Student - 16 januari 2014
‘Of course I learned to shoot and ride a horse’
Who? Leroy Versteeg, MSc Biology graduate
What? Internship at Baylor College of Medicine, part of the Texas Medical Centre
Where? Houston, Texas

Something I wasn’t used to in Wageningen is the amount of time I spend here on reporting and in meetings. That is because research projects here are funded through grants from organizations such as the Bill and Melinda Gates Foundation, or through investments by companies, and they of course want to know how their money is spent. At a university you sometimes simply want to know how something works, but here you constantly have to ask yourself whether what you are doing will contribute anything to the end product, the vaccine.

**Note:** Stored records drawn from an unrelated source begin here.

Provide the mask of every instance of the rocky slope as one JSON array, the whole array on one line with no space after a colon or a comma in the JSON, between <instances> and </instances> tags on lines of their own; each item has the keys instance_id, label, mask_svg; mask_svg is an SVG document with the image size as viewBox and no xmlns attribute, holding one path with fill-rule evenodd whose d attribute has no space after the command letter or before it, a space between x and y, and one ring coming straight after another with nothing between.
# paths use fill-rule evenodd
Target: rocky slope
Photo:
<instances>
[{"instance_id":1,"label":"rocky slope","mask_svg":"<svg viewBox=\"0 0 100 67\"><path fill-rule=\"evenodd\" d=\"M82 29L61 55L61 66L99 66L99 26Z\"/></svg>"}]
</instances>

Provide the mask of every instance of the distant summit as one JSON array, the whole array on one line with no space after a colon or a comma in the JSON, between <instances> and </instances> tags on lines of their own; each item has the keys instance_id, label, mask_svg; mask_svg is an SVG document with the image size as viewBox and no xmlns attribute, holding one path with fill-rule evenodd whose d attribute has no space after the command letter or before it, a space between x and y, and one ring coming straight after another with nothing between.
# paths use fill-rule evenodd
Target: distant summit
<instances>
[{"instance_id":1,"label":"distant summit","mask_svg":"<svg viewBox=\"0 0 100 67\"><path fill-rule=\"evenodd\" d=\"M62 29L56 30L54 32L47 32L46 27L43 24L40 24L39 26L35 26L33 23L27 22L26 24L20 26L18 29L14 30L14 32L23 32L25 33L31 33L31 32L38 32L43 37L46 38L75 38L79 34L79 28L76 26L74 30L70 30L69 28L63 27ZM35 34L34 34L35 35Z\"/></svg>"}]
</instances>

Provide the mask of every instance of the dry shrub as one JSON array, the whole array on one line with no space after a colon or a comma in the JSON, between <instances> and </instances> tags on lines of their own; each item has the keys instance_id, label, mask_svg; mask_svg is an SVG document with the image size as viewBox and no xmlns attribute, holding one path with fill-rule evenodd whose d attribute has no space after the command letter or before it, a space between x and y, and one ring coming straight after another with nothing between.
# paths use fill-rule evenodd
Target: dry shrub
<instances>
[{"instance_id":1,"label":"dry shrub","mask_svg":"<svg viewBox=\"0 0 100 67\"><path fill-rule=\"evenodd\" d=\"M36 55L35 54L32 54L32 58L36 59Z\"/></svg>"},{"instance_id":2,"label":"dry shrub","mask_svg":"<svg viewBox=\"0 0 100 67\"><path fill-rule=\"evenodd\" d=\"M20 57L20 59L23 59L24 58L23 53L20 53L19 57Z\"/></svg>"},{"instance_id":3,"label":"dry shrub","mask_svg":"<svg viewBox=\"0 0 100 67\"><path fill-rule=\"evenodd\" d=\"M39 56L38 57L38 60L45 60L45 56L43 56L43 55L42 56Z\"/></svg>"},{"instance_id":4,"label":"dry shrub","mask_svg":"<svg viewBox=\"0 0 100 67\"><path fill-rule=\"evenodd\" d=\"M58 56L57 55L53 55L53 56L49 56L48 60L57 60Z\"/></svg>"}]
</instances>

In my free time I went out and about with my housemates. Of course, as you would expect in Texas, I learned country dancing and to shoot and ride a horse. We ate out a lot too. Houston is full of cheap restaurants – you could get a full meal for six euros. You notice than people there are fatter than in Holland, on average, so I was extra careful about what I ate. On a weekend camping trip we went to a place near the Mexican border. It was six hours’ drive – as far as the south of France from Holland. There are lots of rivers in that area, and tubing is all the rage. That involves taking a tractor inner tube, often with a net across the middle. You sit in it, take a beer along – sometimes there is a whole cool box on the tyre – and float down the river for hours. There are buses waiting along the river bank to take you back to the campsite. It was really strange to be at a campsite with a sign warning you that you might see people walking around at night, and not to approach them. They are illegal Mexican immigrants, who might think you are part of a patrol.’